The new 34,000 square-foot Communication Center is full of life with the bustling of with students and professors in the first week of use at Eastern New Mexico University.

On Thursday the overall feeling expressed by students was that it’s nice to be going to communications classes in only one building and a new one at that.

“It’s nice and clean,” Christopher Kelley, an ENMU sophomore, said on Thursday. “I used to have to go to the College of Business and Jack Williamson Liberal Arts building for my communications courses.”

Kelley is a communications minor and he and ENMU senior Phillip Otero were exiting the new Communication Center after their persuasive communication course on Thursday.

“I think it could be a very good recruiting tool for communications majors,” Otero said. Otero said it was the education program which attracted him to ENMU.

Professor Patricia Dobson instructed Otero and Kelley on Thursday afternoon. Dobson is one of the professors with a new office in the Communication Center. The Communicative Arts and Sciences faculty members will have offices in the Communication Center.

“Everything is going very well,” Janet Roehl, professor of Communication and department chair, said about the first week in the new building. “We’ve had such good support from faculty from other offices. They have pitched in and helped us.”

The communications professors and students are still in a transition period. On Thursday afternoon Karly Parkans, student-hire worker and Katy Force, work study employee helped with the transition by filing brochures from boxes from the College of Business.

Roehl said communications classes were held in different buildings around campus, such as the Broadcast Center, Jack Williamson Liberal Arts and College of Business buildings. Roehl said one concern she has is the lack of carpeting on the hallways. The classrooms have carpeting but the hallways don’t and this is a noise and safety issue.

One of the objectives professors want to complete with the design of the new Communication Center is improved interaction between professors and students.

“Our goal was to improve our student and faculty interaction,” Roehl said.

Open spaces and a lobby located by the faculty offices are two of the items used to achieve this objective.

Still left to be completed is the new state-of-the art KENW Broadcast Center. The new broadcast center has yellow caution tape and only construction workers are allowed to enter the south portion of the building. Production and some communication courses are being held in the old KENW Broadcast Center across the street from the new Communication Center.

There will be three studios in the new building — one for instructional use for students, the second studio for use for the KENW students to broadcast news and a third studio for general production.

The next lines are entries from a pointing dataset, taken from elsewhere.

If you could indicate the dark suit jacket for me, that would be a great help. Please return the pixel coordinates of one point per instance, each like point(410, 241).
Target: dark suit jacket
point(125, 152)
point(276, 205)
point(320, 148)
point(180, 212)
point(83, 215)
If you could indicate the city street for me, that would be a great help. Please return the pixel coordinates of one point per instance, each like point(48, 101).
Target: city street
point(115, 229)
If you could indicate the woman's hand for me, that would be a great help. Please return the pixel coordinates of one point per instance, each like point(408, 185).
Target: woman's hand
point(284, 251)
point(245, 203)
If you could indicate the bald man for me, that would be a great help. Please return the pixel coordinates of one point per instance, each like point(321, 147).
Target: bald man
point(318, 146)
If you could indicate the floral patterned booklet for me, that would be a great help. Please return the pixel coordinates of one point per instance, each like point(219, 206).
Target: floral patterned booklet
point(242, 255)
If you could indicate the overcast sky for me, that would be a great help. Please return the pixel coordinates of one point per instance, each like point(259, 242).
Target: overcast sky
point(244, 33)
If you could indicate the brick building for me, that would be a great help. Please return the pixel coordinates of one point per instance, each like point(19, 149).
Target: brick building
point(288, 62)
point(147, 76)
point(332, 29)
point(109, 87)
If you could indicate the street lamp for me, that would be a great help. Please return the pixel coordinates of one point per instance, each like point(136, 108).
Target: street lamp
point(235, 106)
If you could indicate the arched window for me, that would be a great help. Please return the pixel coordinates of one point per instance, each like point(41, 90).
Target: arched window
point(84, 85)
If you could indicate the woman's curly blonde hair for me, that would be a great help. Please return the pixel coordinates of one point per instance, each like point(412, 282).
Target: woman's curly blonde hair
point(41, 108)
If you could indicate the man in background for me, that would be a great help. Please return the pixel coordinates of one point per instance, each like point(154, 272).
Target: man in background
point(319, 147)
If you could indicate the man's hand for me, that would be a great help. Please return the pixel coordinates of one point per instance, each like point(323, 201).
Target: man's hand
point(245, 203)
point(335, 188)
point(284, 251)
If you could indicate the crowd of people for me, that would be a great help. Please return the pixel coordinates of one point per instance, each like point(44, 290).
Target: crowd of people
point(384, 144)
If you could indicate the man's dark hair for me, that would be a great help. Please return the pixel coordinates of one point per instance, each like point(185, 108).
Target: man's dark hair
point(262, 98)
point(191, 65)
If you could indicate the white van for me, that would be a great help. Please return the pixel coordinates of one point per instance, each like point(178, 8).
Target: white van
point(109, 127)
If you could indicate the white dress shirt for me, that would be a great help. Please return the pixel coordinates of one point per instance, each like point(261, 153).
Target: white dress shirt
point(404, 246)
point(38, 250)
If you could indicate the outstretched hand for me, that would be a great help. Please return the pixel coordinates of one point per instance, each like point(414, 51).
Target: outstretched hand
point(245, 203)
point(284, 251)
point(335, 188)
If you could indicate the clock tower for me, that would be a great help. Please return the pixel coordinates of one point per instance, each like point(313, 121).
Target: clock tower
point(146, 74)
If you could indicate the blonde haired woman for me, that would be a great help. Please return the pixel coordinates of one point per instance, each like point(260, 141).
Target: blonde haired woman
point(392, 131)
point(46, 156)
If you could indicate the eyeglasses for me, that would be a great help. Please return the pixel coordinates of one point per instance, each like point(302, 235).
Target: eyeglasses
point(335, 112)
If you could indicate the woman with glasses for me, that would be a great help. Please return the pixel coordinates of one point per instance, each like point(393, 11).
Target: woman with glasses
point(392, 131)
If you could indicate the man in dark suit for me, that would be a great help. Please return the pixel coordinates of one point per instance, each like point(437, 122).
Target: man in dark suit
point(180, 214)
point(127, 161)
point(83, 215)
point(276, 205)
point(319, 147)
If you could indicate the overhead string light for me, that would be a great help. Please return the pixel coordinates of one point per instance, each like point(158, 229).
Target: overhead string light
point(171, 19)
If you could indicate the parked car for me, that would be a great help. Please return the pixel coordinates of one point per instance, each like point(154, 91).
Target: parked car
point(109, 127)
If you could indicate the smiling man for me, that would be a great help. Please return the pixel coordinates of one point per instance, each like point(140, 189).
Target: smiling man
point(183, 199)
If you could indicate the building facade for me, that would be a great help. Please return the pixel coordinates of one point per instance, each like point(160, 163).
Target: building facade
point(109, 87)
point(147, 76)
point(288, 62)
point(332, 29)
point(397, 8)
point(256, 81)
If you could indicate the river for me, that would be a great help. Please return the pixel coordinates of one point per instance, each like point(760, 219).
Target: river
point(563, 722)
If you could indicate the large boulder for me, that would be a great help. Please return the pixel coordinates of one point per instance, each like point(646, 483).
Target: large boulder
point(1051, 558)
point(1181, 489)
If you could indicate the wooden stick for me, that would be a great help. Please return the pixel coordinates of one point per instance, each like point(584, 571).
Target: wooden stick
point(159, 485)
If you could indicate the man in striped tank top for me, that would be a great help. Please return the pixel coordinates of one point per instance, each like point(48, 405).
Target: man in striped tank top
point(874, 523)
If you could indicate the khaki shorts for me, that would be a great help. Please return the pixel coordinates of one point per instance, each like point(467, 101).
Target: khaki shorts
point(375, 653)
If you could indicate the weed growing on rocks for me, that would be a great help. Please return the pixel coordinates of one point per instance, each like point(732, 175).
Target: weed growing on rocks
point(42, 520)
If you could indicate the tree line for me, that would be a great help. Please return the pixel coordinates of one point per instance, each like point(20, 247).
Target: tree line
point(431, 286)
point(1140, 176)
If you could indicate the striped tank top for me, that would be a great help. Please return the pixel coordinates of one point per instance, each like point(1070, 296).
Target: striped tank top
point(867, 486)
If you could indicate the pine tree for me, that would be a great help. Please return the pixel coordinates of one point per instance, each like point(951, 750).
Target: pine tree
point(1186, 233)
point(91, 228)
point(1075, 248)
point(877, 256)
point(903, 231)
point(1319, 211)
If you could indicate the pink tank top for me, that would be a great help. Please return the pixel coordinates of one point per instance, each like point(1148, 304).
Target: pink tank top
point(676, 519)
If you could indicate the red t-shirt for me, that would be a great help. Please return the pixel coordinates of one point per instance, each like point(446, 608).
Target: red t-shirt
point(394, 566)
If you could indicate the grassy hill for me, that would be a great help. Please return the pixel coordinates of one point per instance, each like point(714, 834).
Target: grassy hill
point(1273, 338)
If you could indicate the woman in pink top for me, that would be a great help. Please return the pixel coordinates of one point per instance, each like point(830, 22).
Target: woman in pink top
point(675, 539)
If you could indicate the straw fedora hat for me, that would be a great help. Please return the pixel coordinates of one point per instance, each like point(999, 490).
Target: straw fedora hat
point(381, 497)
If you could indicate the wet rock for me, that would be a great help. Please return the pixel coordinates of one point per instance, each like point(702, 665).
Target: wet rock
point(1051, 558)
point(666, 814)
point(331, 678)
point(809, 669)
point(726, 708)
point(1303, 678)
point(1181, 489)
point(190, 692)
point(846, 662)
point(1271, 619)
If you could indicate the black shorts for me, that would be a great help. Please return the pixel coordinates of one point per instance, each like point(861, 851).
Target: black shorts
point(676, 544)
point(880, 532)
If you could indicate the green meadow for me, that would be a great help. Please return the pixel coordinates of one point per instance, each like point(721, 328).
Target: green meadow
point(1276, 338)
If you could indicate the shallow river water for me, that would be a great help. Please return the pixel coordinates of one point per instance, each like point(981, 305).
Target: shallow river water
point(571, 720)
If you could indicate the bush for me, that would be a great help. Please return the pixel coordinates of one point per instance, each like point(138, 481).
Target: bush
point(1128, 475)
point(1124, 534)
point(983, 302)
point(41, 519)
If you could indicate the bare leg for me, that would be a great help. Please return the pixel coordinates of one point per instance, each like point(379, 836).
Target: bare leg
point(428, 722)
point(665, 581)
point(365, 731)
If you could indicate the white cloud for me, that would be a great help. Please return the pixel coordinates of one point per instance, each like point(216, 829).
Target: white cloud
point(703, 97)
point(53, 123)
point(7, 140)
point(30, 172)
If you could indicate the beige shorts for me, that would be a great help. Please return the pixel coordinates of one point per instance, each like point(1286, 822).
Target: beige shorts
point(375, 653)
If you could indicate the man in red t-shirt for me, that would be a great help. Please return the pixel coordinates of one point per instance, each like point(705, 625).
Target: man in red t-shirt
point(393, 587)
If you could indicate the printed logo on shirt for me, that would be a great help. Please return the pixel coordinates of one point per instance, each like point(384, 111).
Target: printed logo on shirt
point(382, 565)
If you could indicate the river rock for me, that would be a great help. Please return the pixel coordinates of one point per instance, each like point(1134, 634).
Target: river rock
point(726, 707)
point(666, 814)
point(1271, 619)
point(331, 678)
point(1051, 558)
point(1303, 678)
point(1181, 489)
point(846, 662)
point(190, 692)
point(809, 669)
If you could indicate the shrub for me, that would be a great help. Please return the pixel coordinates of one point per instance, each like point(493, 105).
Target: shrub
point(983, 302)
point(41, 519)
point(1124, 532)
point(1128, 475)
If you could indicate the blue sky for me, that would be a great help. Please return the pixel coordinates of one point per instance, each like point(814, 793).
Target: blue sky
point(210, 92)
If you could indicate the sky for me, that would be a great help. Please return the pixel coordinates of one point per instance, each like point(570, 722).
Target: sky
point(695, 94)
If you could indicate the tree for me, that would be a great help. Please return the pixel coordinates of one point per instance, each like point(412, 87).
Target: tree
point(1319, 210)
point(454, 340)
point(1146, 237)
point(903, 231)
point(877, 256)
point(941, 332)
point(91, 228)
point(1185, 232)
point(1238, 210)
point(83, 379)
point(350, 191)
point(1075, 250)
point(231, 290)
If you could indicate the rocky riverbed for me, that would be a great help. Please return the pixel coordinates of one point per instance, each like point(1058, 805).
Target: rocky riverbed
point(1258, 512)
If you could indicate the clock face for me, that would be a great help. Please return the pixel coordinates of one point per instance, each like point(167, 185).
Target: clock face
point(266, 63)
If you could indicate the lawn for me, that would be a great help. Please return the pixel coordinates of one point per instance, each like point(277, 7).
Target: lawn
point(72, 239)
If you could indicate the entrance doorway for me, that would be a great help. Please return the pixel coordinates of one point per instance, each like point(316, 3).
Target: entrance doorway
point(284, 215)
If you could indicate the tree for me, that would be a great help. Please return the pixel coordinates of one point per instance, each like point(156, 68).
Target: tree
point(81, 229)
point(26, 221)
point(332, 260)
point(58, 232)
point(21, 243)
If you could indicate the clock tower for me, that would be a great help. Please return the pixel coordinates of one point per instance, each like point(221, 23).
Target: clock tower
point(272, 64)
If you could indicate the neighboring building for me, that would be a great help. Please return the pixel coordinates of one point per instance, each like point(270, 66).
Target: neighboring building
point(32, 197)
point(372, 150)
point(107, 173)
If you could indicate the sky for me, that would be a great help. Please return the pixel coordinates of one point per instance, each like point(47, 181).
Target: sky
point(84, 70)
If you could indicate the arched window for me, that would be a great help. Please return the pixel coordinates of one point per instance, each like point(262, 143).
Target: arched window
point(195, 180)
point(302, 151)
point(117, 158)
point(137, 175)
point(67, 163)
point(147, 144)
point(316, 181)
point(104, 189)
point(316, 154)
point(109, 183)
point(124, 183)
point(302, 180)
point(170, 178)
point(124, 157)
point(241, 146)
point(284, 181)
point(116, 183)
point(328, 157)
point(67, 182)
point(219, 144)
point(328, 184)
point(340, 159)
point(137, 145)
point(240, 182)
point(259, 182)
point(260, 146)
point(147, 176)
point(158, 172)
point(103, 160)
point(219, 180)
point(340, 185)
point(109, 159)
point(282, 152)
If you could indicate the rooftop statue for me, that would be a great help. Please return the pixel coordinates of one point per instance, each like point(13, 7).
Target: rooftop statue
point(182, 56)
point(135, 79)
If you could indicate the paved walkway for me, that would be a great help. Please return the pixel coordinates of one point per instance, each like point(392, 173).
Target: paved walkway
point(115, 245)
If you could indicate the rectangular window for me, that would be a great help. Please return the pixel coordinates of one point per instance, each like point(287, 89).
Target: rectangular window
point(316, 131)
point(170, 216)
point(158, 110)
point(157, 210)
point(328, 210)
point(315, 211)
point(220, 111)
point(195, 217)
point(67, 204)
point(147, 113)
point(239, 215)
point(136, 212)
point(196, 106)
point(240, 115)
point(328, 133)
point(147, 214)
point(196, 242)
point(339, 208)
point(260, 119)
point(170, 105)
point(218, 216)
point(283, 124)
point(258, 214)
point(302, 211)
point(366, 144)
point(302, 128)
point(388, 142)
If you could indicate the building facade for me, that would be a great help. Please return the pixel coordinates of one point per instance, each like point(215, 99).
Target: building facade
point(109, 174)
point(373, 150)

In November of 2002, voters approved a general obligation bond to fund the multi-million dollar facility. The Communications Center will house KENW-TV’s new digital television production equipment which is expected to improve the range and quality of the station’s broadcast transmission. In addition, the center will also hold the Broadcast Center’s studios, instructional television control rooms, production areas, editing rooms and a production studio where students can prepare their class projects.